The global aviation industry and countries around the world are finding more common ground to set goals to battle long-term climate change, the head of the International Air Transport Association said Saturday.
Late Friday, the International Civil Aviation Organization, a body representing nearly 200 countries on aviation issues, for the first time issued a declaration with targets for cutting the amount of harmful emissions that the aviation industry puts into the air.
In a conference call from Montreal, IATA Chief Executive Giovanni Bisignani said the results were better than he had expected when the diverse group began its meeting Thursday, although there is still a gap in the goals of industry and governments.
The civil-aviation organization said Friday that it wants the aviation industry to achieve annual average aircraft fuel efficiency of 2% per year to 2020, with an "aspirational goal" of an additional 2% annual improvement through 2050.

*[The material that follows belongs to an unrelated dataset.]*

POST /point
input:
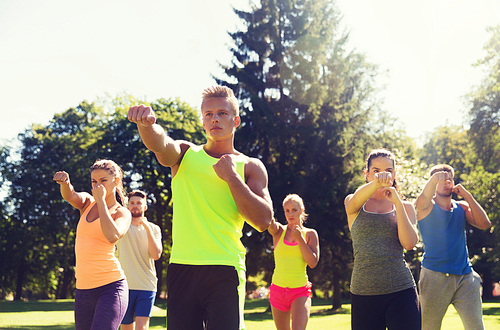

In 2007, IATA had announced its current goal for 1.5% fuel-efficiency improvement to 2020, with carbon-neutral growth after that, leading to a 50% net reduction in carbon emissions by 2050, as compared to 2005 emissions.
There is nothing aspirational about the plan by IATA, Mr. Bisignani said. All industry players -- including the airline members of IATA, aircraft manufacturers, airports and navigation organizations -- have agreed that the technology exists now to meet the stated targets.
Mr. Bisignani said the aviation industry is unique among businesses because it has set tough global climate-change standards for itself ahead of government decisions. He plans to meet Monday with United Nations Secretary-General Ban Ki-moon to press the IATA agenda. "Our industry can be a role model for other industries to follow," he said.
Mr. Bisignani said the declaration by the civil-aviation group will help form a framework for discussions at the U.N.'s meeting on climate control in Copenhagen in December.
Governments world-wide can help make greater cuts in emissions by encouraging development of biofuels and updating air traffic systems, he said. There is proven technology for biofuels that produce less harmful emissions and save energy resources. So far, however, there haven't been any government incentives to spur production.
Global standards for emissions reduction are difficult for countries to agree on. Mr. Bisignani said it is important to give countries enough time to meet their goals.